Testing Educational Justice

In “Spinning America’s Report Card,” Paul E. Peterson and Eric A. Hanushek wrote “…progress for American children came to a halt when the Obama administration stopped focusing on student test scores….”

In today’s Wall Street Journal, the authors of the Friedman Foundation’s More Than Scores report, Jim Kelly and Ben Scafidi, provide a different perspective on high-stakes testing:

Messrs. Peterson and Hanushek correctly refute the Obama administration’s claim of significant student performance progress on the NAEP math and reading standardized tests. Yet implicit in the valuable exercise performed by those champions of well-reasoned education policy is support for a disturbing development—the increasing tendency of education reformers to equate school accountability with student results on standardized tests. That equation overshadows the fact most parents place little emphasis on standardized test scores. More than standardized test scores, parents of those receiving scholarships through Georgia’s largest K–12 tuition tax-credit program emphasize school discipline, a better learning environment, smaller class sizes, improved student safety and more individual attention for their children.
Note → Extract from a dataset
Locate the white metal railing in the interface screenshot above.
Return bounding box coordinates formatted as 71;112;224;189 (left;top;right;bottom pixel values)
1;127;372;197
Instead of acknowledging this reality and pursuing educational freedom that empowers parents to secure the education that is in the best interests of their children, some reformers are pursuing educational justice, which is designed to “rescue” children of low-income families from failing public schools. But that requires private schools to then prove they are rescuing children by raising student standardized test scores, which means adopting national standards, which means aligning the curriculum to those standards, which means testing students on that curriculum, which means teaching to the test—just like the public schools those families are trying to escape.

Kelly and Scafidi don’t deny the need for school accountability in More Than Scores. Rather, they question who should be driving it: government or parents? That sounds a lot like another education policy debate we’re having right now, doesn’t it?